For example, automatically generating the intrinsic -> signature table in rustc_platform_intrinsics
.
I think we are coming from different points. Compile-time dynamic allocation is equivalent to generating an array of a size unknown in parse-time (which is what you referred to with [T; n]
). const_eval
is not a form of code generation - it uses exactly the same types as the outer Rust, so it can't really generate arrays of non-fixed sizes, with Rust not being dependently typed and all of that.
Types are allowed to depend on macros in a very flexible way. Allowing macros to depend on (target) types in a similarly flexible way will create a very annoying circular dependency.
You can see that the papers you linked don't allow compile-time code to declare types.
Actually, it might be the case that we don't precisely understand one another.
First, const-eval can run in the middle of type-checking. When we get integer generics, there will be type-checking -> const-eval -> type-checking cycles. It is not separable from it.
However, in most cases what you want is a kind of a "monomorphization hack": to run after types are inferred, and execute code that generates code for a function/static according to these types. I don't see that much theoretical problem with that idea (especially now that we have specialization).

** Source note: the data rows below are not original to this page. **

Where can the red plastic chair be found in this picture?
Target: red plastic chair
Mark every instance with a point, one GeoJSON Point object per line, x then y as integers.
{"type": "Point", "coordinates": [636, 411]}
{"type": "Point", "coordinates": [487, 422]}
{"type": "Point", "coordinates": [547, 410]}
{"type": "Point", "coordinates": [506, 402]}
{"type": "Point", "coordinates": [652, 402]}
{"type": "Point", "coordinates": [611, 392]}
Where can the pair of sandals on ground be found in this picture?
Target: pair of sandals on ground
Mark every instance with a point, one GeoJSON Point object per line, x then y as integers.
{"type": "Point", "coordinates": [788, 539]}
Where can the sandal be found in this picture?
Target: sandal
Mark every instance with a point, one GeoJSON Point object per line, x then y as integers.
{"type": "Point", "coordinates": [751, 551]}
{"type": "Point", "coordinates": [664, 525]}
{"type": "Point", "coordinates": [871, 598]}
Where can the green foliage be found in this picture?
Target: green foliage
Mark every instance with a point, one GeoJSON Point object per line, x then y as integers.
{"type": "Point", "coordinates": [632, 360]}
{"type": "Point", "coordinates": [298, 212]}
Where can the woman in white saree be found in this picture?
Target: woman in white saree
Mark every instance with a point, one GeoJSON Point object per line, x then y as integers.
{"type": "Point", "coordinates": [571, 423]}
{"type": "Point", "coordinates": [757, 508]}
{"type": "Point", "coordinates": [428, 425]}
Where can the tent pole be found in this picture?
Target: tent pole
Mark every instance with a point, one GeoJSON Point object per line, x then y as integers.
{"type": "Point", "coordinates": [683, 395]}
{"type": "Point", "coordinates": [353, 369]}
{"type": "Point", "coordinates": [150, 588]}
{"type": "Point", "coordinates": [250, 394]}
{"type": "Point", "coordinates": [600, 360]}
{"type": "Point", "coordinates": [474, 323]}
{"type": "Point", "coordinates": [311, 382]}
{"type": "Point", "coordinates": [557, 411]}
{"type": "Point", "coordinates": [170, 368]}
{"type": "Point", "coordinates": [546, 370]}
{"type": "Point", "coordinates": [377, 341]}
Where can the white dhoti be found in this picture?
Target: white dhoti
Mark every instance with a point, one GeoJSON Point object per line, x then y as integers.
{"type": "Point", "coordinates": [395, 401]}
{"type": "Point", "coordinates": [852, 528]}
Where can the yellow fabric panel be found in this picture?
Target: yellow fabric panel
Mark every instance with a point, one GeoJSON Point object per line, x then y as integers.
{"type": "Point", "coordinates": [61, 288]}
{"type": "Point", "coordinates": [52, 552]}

Still, if that code runs on the host, it will have to deal with both host and target types. Because of the complexity of integrating typed AST with Rust, it will probably have to generate an untyped AST, which all the annoyances that implies. There's a good chance that the final design for MIR plugins will allow you to do this.
Of course, your other point is that you want to have plugins in the same source-code as the code you compile. I don't like this, because plugins run in a different execution environment from normal code. Basically the entire pipeline of rustc has to run twice (or more) - once for the plugins, once for the target. If you are doing this, why not move the handling to a higher level?